Fratelli d’Italia e Il Fatto Quotidiano chiedono più manette. L’uso del carcere e del dominio incontrastato delle persone “perbene” e dei magistrati, è una caratteristica dei regimi autoritari. E qui in Italia il simbolo storico dell’autoritarismo è il fascismo

di Piero Sansonetti da l’Unità

Fratelli d’Italia, nel corso della discussione in Parlamento sul decreto carceri, ha chiarito in modo convincente e nitido la propria posizione. Che consiste nell’auspicio di un aumento del numero dei detenuti e del sovraffollamento delle celle, e nella speranza che il caldo possa aumentare le sofferenze per i prigionieri. In una discussione parallela “Fratelli d’Italia” e la Lega si sono anche pronunciati per il trattenimento in carcere dei bambini di qualunque età (superando la vecchia norma del codice Rocco, 1930, che aveva avuto la delicatezza di proibirlo), suscitando – per fortuna – le proteste furiose di Debora Serracchiani e di Maria Elena Boschi.

Ad esporre queste idee fasciste – in modo esplicito – è stato il deputato Gianluca Vinci, che ha parlato in forma solenne e accompagnato dagli applausi a scena aperta dei colleghi del suo gruppo.
Vinci ha spiegato che quando ci si lamenta perché il numero dei detenuti, in un anno, è aumentato di 4000 unità, dalla sua parte politica invece si esulta, perché questo vuol dire che sono stati eliminati dalle strade 4000 criminali.
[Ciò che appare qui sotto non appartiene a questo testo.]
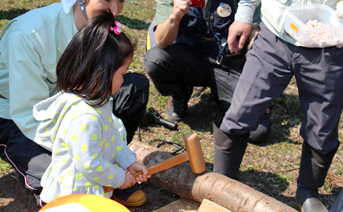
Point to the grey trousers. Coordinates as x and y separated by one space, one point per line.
271 63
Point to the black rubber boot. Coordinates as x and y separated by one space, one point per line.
177 104
261 134
228 152
313 169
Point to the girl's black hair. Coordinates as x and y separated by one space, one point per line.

Poi si è scagliato contro le misure alternative, i domiciliari, le liberazioni anticipate, la proposta di legge Giachetti, e contro chi si duole per le condizioni impossibili di vita nelle celle, spiegando che in fondo c’è tanta gente che vive in condizioni impossibili anche libera nei propri quartieri.
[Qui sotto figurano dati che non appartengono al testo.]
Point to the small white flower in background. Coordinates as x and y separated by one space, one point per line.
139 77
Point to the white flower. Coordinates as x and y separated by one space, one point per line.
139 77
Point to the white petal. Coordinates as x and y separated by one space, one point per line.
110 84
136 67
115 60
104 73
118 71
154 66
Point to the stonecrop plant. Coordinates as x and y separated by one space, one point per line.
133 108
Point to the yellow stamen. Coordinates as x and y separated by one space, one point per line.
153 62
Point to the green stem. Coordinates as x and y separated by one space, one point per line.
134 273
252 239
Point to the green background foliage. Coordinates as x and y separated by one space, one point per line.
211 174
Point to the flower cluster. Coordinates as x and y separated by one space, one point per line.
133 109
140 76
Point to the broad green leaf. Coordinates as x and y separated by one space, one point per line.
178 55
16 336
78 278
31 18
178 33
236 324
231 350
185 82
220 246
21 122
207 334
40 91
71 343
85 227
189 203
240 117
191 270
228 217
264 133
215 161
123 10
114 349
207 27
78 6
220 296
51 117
La dichiarazione politica di “Fratelli d’Italia” ha coinciso con l’attacco frontale del “Fatto Quotidiano” contro l “’ordine del giorno” presentato dal deputato di “Azione” Enrico Costa, che avrebbe dovuto accompagnare, e in parte attenuare, il pessimo decreto carceri (che aumenta i reati, le pene, le detenzioni, le punizioni…) riducendo le possibilità dei magistrati di adoperare il carcere preventivo. Nell’“ordine del giorno” si auspica che se una persona è incensurata e se il reato per il quale è sospettato (la parola giusta è questa: sospettato) non è un reato violento (stupri, ferimenti, uccisioni, sequestri), o mafioso, o di terrorismo, prevalga la presunzione di innocenza e non sia possibile l’arresto. L’“ordine del giorno Costa” – assolutamente ovvia conseguenza di qualunque concezione garantista e liberale dello Stato – è quanto di più insopportabile per una fetta importante del pianeta Procure. Le quali non nascondono la loro abitudine ad usare la carcerazione preventiva come strumento di indagine. E cioè come elemento di violenza fisica che induca il sospetto a confessare o ad accusare altri, a ragione o a torto. Un meccanismo molto simile alla vecchia tortura, abolita alla fine del 700.
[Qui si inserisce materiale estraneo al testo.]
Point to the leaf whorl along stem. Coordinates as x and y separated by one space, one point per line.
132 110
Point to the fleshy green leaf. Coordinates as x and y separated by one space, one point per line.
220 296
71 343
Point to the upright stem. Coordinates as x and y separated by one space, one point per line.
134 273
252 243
Non è un mistero – anche se si dice pochissimo – che il carcere preventivo non è visto dalle Procure come strumento di sicurezza sociale – e invece dovrebbe essere così – ma come attrezzo del mestiere per i Pm. E infatti della piccola – piccolissima – riforma della giustizia scritta da Nordio, l’unico elemento positivo – osteggiatissimo dai magistrati e dai partiti politici che li sostengono – è la decisione che non possa un Gip (giudice delle indagini preliminari) da solo firmare un ordine di arresto, ma che i magistrati a decidere sulla privazione della libertà siano tre. È un modo per provare a frenare la sopraffazione dei Pm nei confronti degli imputati, e questo non piace al fronte giustizialista. Ora ognuno può pensarla come vuole. Ma quando si legge di queste posizioni politiche reazionarie, chiunque conosca le categoria fondamentali della politologia non può che definirle fasciste. L’uso del carcere e del dominio incontrastato delle persone “perbene” e dei magistrati, è una caratteristica dei regimi autoritari. E qui in Italia il simbolo storico dell’autoritarismo è il fascismo.

Io francamente non credo che ci sia nulla di fascista nel contestare la fragilità e l’inconsistenza di una sentenza di condanna – come ha fatto l’onorevole Mollicone su Bologna – solo perché quella sentenza ha condannato – probabilmente, peraltro, in moto ingiusto – dei fascisti. Mollicone ha solo fatto notare alcune ovvietà sull’inchiesta di Bologna, che è un colabrodo. Non c’entra niente il fascismo. Del resto, devo dire che a me interessa pochissimo anche il fatto che nel simbolo di Fratelli d’Italia ci sia la fiamma di Almirante. Affari loro. Se un fascista andasse in giro esaltando Almirante e poi si adoperasse per svuotare le carceri, per accogliere i naufraghi e i migranti, per chiudere i Cpr, per finanziare le Ong, e per imporre il salario minimo e l’abolizione del caporalato, francamente io gli batterei le mani. Il problema è che questo fascista non c’è. La debolezza del nostro antifascismo è tutta qui, ed è un problema: ci si accanisce sul folclore e non ci si accorge che il fascismo passa, e corre come un fiume, nelle leggi, nei provvedimenti, nel senso comune, nello spirito pubblico. Protetto e incoraggiato dal forcaiolismo della destra e dal giustizialismo qualunquista che dilaga anche nell’opposizione.